README.md

# AWS S3 Notes

Some helpful instructions for downloading public datasets hosted in AWS S3.

Here we will download some data from the `esgf-world` S3 dataset.
 https://esgf-world.s3.amazonaws.com/index.html#CMIP6/PAMIP/NCAR/CESM2/pdSST-pdSIC/r100i1p1f1/6hrPlev/pr/gn/v20190430/

# High-level overview

There are two ways to download datasets from the AWS S3 bucket.

1. **Quick and dirty**: If you have a few files to download you can simply naviagate to the file URL in your browser. Then copy the URL for the netcdf file. For example, we may want to download the following file https://esgf-world.s3.amazonaws.com/CMIP6/PAMIP/NCAR/CESM2/pdSST-pdSIC/r100i1p1f1/6hrPlev/pr/gn/v20190430/pr_6hrPlev_CESM2_pdSST-pdSIC_r100i1p1f1_gn_200006010000-200106010000.nc

In a terminal, Simply type `wget <url_you_copied_from_browser>`. Here is a more concete example:
`wget https://esgf-world.s3.amazonaws.com/CMIP6/PAMIP/NCAR/CESM2/pdSST-pdSIC/r100i1p1f1/6hrPlev/pr/gn/v20190430/pr_6hrPlev_CESM2_pdSST-pdSIC_r100i1p1f1_gn_200006010000-200106010000.nc`

However, this approach fails if you have a lot of files to download.

2. **The efficient approach**: The recommended way to download lots of files from an S3 bucket is by using AWS CLI.

## Setting up AWS CLI

You can either instal AWS CLI in your home directory or choose to use the pre-installed binaries in `/depot/itap/amaji/softwares/aws-cli/awscli-install`.   
Run the following command to use AWS CLI:
```bash
   export PATH=/depot/itap/amaji/softwares/aws-cli/awscli-install/v2/2.4.10/bin:$PATH
```

**(Optional)**   
To install it in your home directory, use the following steps.

1. First download AWS CLI zip file by following the instructions in https://docs.aws.amazon.com/cli/latest/userguide/getting-started-install.html
On Bell, you need to download the Linux 64-bit binaries.

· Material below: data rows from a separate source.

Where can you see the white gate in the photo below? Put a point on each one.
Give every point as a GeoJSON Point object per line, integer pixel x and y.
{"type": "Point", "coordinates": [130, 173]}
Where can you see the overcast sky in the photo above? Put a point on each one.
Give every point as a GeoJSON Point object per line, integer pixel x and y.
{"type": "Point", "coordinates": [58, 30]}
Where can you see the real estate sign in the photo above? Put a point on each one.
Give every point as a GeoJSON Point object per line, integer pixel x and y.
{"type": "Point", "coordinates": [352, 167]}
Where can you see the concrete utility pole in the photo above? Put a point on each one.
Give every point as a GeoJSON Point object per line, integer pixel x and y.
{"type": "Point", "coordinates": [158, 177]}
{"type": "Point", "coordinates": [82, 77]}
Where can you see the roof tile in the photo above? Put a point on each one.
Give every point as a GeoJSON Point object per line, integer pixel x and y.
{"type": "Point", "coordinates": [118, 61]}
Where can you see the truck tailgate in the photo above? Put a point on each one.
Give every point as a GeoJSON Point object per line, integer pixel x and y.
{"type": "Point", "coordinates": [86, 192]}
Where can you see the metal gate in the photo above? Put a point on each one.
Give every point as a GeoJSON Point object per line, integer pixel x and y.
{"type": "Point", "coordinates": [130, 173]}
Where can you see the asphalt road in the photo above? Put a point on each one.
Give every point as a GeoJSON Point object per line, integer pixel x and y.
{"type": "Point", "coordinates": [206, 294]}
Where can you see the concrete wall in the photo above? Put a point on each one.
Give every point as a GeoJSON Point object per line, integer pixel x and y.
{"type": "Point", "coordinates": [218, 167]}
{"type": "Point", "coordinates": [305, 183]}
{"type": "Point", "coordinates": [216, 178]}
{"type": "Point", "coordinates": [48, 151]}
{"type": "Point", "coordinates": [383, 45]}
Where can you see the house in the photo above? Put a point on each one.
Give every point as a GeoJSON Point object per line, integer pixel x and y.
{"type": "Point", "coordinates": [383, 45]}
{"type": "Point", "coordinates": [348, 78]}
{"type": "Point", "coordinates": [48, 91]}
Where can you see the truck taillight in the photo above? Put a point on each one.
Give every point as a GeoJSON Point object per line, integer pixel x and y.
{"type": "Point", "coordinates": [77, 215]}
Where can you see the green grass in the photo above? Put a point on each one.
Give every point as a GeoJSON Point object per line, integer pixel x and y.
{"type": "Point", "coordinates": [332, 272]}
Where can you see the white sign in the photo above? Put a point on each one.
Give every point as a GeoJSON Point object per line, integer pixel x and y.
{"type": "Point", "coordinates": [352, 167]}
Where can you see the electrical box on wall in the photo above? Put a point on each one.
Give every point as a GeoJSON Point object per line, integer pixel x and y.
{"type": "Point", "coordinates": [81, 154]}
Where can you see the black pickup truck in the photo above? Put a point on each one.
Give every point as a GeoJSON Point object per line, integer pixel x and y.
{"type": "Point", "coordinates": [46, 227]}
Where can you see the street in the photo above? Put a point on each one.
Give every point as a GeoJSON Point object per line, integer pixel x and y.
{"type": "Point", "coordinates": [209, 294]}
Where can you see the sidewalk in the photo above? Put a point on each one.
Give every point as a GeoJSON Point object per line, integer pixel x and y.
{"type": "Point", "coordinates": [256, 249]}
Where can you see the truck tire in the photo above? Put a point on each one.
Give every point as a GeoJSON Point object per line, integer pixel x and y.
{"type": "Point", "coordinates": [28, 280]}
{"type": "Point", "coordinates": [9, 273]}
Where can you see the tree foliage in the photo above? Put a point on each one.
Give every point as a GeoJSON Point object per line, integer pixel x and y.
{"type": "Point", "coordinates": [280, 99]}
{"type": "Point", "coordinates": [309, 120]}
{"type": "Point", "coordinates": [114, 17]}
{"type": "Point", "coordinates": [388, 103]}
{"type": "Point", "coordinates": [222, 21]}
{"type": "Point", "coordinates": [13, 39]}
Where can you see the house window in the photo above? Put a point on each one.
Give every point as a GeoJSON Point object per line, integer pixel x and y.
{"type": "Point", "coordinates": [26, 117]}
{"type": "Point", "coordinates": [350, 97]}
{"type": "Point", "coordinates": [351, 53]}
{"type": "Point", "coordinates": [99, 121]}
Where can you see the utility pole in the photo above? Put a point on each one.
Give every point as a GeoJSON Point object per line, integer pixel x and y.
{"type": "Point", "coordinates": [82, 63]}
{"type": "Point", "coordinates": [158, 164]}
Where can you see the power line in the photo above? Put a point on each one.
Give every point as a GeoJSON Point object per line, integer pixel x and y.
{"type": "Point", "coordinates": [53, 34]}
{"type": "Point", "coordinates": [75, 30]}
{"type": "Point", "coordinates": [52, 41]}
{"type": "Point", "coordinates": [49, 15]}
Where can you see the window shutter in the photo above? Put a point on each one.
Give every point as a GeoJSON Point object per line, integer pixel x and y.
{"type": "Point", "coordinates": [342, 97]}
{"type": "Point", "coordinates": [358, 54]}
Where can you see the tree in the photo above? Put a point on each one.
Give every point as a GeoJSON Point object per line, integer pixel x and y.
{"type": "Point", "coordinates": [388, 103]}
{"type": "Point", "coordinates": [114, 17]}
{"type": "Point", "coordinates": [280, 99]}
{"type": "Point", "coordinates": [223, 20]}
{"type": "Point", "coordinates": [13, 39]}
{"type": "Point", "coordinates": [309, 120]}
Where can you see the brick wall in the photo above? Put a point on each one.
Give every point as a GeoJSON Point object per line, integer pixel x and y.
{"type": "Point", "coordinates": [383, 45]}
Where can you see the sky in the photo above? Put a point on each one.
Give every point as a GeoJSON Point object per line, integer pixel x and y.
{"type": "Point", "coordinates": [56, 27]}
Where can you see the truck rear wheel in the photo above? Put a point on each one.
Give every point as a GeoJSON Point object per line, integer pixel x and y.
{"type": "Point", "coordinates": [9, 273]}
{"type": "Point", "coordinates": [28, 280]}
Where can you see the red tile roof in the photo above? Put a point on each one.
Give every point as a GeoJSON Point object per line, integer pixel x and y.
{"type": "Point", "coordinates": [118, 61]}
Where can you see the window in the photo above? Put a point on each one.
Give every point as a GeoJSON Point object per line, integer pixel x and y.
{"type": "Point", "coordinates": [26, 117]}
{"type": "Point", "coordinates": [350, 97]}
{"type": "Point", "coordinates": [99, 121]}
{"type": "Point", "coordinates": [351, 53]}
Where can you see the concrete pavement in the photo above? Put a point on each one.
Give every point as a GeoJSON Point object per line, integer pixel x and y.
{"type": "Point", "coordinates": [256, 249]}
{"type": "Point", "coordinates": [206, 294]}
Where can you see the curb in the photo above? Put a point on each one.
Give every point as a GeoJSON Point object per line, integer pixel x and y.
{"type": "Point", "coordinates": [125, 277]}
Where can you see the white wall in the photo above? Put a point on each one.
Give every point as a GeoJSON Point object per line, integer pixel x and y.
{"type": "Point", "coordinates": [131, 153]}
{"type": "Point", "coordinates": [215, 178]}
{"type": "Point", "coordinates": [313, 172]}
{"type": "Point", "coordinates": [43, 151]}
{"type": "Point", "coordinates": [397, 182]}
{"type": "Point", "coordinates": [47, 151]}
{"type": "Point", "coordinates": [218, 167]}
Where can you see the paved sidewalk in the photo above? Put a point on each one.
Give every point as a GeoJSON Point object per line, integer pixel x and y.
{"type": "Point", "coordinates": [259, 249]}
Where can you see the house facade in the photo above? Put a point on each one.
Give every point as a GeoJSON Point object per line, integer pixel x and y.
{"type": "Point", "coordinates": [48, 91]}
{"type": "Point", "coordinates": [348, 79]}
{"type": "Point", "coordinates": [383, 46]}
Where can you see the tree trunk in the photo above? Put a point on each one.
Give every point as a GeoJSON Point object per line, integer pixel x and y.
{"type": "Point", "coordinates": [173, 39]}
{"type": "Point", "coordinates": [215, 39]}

2. Unpack the zip file. `unzip awscliv2.zip`. This will create a directory named `aws` in the same directory.

3. Now run `aws/install.sh -i /path/to/install`. This will copy the binaries to the directory that you specified in `/path/to/install`.

4. Add the installation directory in your `PATH`. Run the following command.  
```bash
   export PATH=/path/to/install/v2/current/bin:$PATH
```

5. Now you should be able to run `aws s3 help`

## Browse and download files using AWS CLI

There are two primary commands for viewing the files in an S3 bucket and downloading them: `aws s3 ls` and `aws s3 sync`.

To get more instructions and options about any AWS command, simply type `aws <command> help`. For example, `aws s3 help` will show you all the subcommands for `aws s3` command. Similarly, `aws s3 sync help` will show you the options for the `s3 sync` subcommand.

Assume that I want to download all the files in the S3 URL: https://esgf-world.s3.amazonaws.com/index.html#CMIP6/PAMIP/NCAR/CESM2/pdSST-pdSIC/r100i1p1f1/

1. Identify the S3 bucket name: This is the name appearing before `s3.amazonaws.com`, in this case, `esgf-world`.

2. Now **list all the files/folders** in that directory.
```bash
   aws s3 ls --no-sign-request s3://esgf-world/CMIP6/PAMIP/NCAR/CESM2/pdSST-pdSIC/r100i1p1f1/
```  
**_Notice that the URL here is slightly different from the one in your browser._** We are no longer using the full domain name `s3.amazonaws.com`, this is implied. We only use `s3://<bucket-name>`. You also need to append the path to the directory _inside_ the bucket. In this example, the path is `/CMIP6/PAMIP/NCAR/CESM2/pdSST-pdSIC/r100i1p1f1/`. Together, they tell AWS CLI which directory you are interested in.

3. To **download the entire directory** locally run:   
```bash
   aws s3 sync --no-sign-request s3://esgf-world/CMIP6/PAMIP/NCAR/CESM2/pdSST-pdSIC/r100i1p1f1/ . 
```  
Make sure you are in the **scratch directory** when running the `sync` command.